A new road surface using recycled tyres is being trialled on the M1 motorway by Highways England.
If successful, it is hoped that this new method will take a huge step towards tackling the millions of disused tyres piling up every year.
A section of road between junctions 23 to 22 on the southbound carriageway of the M1 near Leicester has been laid with the new surface which has been developed by Tarmac.
Highways England is funding trials into the new asphalt mix to see if this environmentally-sound innovation could be the way forward for future road surfaces.
Using waste tyres in roads has both economic and environmental benefits. Some 40 million waste tyres are produced every year in the UK and over 500,000 disused tyres shipped out of the UK each year to be landfilled.
EU rules ban the disposal of tyres in landfill sites. Therefore the tyres generally go to the Middle East and Asia. There are over seven million tyres filling one Kuwaiti landfill site which is so vast that the ‘tyre graveyard’ is now visible from space.

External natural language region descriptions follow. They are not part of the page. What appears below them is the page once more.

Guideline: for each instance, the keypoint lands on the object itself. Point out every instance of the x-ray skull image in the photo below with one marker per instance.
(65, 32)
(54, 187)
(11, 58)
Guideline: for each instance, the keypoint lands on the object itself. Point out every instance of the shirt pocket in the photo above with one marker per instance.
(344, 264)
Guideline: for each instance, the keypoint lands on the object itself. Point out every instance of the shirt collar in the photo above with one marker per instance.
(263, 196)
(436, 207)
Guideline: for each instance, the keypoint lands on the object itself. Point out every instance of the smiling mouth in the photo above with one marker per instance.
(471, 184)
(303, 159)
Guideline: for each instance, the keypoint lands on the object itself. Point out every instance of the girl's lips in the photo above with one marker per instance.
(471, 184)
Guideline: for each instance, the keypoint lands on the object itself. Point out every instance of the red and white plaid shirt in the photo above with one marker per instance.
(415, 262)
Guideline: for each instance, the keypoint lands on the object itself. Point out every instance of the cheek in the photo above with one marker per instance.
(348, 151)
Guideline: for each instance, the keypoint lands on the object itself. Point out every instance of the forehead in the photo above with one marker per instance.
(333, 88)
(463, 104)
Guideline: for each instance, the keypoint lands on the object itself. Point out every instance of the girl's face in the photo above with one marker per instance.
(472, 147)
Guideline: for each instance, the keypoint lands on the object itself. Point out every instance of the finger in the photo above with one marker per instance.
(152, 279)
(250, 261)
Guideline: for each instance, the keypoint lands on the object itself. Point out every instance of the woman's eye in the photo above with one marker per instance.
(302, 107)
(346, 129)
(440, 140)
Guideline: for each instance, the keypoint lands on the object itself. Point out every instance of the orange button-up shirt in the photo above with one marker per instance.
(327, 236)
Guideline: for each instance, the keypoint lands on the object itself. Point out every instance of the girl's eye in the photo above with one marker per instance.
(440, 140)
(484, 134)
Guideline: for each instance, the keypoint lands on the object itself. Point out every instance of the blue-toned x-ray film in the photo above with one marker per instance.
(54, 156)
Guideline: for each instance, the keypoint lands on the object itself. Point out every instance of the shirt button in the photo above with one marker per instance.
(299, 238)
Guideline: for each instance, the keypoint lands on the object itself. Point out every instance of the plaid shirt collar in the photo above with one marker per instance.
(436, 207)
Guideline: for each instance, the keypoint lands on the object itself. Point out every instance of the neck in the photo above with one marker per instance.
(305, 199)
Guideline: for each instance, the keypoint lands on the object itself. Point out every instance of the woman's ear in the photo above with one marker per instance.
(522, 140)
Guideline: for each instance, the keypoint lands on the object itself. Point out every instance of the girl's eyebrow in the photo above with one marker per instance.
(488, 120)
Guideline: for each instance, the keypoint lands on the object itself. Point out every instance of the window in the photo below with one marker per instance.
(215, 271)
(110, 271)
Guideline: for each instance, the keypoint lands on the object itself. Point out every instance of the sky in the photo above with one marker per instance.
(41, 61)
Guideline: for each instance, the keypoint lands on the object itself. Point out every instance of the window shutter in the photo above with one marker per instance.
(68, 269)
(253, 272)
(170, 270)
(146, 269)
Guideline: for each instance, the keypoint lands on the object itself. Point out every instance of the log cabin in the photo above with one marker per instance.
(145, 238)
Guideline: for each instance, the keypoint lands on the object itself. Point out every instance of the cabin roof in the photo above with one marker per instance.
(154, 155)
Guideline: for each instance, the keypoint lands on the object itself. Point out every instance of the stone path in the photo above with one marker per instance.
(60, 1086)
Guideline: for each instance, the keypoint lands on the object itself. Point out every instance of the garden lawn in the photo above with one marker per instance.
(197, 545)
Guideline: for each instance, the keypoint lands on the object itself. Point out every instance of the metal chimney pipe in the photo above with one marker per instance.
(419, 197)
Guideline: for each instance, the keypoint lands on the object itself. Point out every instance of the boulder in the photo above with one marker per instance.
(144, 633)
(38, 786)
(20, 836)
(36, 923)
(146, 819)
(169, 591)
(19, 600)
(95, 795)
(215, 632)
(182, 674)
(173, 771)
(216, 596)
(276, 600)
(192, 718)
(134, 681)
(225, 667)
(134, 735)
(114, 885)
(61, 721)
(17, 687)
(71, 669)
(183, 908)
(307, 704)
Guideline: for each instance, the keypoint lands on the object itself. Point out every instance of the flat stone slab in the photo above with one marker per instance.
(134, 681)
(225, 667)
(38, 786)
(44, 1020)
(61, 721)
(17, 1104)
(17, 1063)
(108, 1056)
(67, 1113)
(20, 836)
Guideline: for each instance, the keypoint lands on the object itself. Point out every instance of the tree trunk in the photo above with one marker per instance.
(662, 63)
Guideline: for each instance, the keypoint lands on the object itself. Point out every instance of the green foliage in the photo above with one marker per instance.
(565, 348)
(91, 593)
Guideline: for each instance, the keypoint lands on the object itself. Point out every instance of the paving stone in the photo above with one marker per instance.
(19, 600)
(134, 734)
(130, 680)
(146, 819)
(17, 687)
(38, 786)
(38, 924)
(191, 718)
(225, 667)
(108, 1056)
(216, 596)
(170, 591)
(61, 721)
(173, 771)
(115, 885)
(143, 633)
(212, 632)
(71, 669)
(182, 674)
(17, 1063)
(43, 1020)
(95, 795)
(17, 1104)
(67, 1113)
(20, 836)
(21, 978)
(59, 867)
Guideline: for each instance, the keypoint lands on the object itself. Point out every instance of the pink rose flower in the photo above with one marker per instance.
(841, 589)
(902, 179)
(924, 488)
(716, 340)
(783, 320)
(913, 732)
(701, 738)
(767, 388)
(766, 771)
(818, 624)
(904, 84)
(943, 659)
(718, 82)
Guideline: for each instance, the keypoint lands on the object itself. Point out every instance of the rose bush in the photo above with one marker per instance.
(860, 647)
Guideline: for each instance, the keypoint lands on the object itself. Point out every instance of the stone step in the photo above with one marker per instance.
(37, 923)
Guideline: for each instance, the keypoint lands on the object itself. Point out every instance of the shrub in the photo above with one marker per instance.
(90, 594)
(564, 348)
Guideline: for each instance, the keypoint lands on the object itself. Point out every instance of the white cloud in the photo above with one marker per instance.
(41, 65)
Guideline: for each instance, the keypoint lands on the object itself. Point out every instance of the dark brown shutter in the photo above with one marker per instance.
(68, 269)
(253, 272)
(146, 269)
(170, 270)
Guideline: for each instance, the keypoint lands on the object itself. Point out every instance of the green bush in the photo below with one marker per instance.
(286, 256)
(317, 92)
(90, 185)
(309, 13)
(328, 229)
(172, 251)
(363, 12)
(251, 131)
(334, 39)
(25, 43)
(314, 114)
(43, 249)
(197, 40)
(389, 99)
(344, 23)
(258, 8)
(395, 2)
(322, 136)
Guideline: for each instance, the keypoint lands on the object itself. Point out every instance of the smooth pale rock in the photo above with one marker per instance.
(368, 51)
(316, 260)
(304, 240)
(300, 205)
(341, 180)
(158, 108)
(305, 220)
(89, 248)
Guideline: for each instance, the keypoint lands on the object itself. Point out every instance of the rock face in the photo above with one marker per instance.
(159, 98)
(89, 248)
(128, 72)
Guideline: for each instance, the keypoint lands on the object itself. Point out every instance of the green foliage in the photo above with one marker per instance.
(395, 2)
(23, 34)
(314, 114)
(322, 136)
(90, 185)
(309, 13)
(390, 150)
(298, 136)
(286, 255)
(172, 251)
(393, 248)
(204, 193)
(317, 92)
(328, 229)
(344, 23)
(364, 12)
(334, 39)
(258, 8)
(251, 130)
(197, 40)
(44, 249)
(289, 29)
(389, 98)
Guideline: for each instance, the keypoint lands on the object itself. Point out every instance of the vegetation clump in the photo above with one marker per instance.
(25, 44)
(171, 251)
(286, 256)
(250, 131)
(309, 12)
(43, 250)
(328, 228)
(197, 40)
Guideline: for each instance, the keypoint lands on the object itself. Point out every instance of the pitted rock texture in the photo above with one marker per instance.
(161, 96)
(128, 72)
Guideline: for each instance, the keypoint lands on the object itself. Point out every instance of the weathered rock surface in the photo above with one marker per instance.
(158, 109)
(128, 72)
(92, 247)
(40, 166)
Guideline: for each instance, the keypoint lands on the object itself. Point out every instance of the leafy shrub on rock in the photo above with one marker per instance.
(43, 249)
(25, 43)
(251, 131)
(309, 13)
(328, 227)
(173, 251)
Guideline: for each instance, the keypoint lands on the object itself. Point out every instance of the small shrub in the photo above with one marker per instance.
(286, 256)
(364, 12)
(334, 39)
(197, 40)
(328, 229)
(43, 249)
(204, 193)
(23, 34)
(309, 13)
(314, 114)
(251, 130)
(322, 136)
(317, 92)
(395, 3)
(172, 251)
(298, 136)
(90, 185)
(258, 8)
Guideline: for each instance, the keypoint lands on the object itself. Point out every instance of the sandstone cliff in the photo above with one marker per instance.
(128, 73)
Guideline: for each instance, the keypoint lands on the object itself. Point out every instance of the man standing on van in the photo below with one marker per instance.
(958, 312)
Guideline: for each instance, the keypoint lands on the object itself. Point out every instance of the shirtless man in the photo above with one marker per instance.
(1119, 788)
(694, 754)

Tarmac is believed to be the first in the UK to have developed an asphalt technology which recycles tyres by adding granulated rubber to the mix.
It is estimated by Tarmac that up to 750 waste tyres could be used in every kilometre of road surfaced with the new material, depending on the thickness of the road.
The trial on the M1 will test the effective durability of the road surface on a highly trafficked network.
Corporate Group Leader Martin Bolt, who oversees innovations projects for Highways England in the Midlands, commented:
“Highways England is committed to investing in innovation to help us meet the economic, environmental and efficiency challenges we face in our changing world and also to delivering environment improvements as we strive to ensure our road network works more harmoniously with its surroundings.
“This trial could well be the first step to rapidly reducing the number of tyres piling up in the UK and beyond. The economic and environmental potential of this new asphalt is significant and we are delighted to be working with Tarmac in this trial.”
Paul Fleetham, managing director of Tarmac, said:
“Technical innovation has a key role to play in improving the environmental performance of our roads. As a previously overlooked waste stream, used tyres offer a significant opportunity to unlock the benefits of a circular economy.
"There has been a very positive response to our rubberised asphalt since the first local authority trial was announced in May and we’re very pleased to be working with Highways England to explore its potential to support the sustainability of the strategic road network."